The method of reflective equilibrium is useful in estimating the desirable futures of science. We can ask which futures of science are desirable. Answering this question is made possible by analyzing significant features of science by the method of reflective equilibrium. The method enables us (i) to use our own values and needs as the starting point of the evaluation of the future values and needs, and still (ii) to evaluate how the future changes in nature, culture, society and technology might change the values and needs. For example, we might currently consider as significant that science provides simple explanations and find out that this judgement of significance is (partly) based on our limited cognitive abilities and our willingness to be able to effectively cope with phenomena. However, we could estimate that the processing power of computers increases and that the main problems of the future, related to climate for example, are extremely complex, and conclude that, in the future, simple explanations are no longer preferable to complex models that enable us to make accurate predictions. Here we have projected the willingness to cope effectively with important phenomena onto the future and also re-evaluated the preference for simple explanations in the light of other estimates of future possibilities.

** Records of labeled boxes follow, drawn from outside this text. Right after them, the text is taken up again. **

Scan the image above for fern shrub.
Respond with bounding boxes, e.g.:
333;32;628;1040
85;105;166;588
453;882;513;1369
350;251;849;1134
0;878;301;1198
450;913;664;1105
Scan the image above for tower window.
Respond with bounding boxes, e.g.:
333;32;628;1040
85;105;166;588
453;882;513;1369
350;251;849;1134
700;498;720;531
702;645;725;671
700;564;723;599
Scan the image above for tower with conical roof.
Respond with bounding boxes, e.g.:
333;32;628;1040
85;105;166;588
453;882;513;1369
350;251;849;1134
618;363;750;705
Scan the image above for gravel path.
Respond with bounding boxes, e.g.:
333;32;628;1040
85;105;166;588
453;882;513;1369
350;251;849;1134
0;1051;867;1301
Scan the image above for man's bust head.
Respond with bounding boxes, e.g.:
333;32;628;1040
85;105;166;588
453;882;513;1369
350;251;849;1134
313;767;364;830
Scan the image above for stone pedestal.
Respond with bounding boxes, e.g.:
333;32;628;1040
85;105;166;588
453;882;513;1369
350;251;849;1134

As a summary of the framework, here is a picture. I do not see any reason to believe that such framework could not be used to estimate the possible futures in general (and not just the futures of science). However, we have to be careful as there might be some differences between different targets of estimates. For example, the method of reflective equilibrium might be too thin to generate robust enough value-judgements that are needed to stop the use of fossil fuels because too many things in our current lifestyle might be judged significant. Still, I think the framework could provide a basis of estimating the futures that could be modified for different purposes. Only the future can tell.
Figure 1. P1 is the present science and P2 is an interesting alternative to the present science. H1 is the set of events that led to the present science and H2 is a set of events that would have led to P2, had H2 been the case. F1, F2 and F3 are possible and desirable futures and dotted arrows are causal paths that would lead to those futures. Fs are identified by a process similar to the one that identifies P2. The causal paths from P1 to Fs are studied in a similar manner as the the P1-H1-P2-H2 structure.
P1-H1-P2-H2 structure was studied in Virmajoki (2019). The current project analyses how to extend that structure into the future in order to estimate possible futures of science.
 For the sake of simplicity, I often write the future even though the framework is built to estimate possible futures.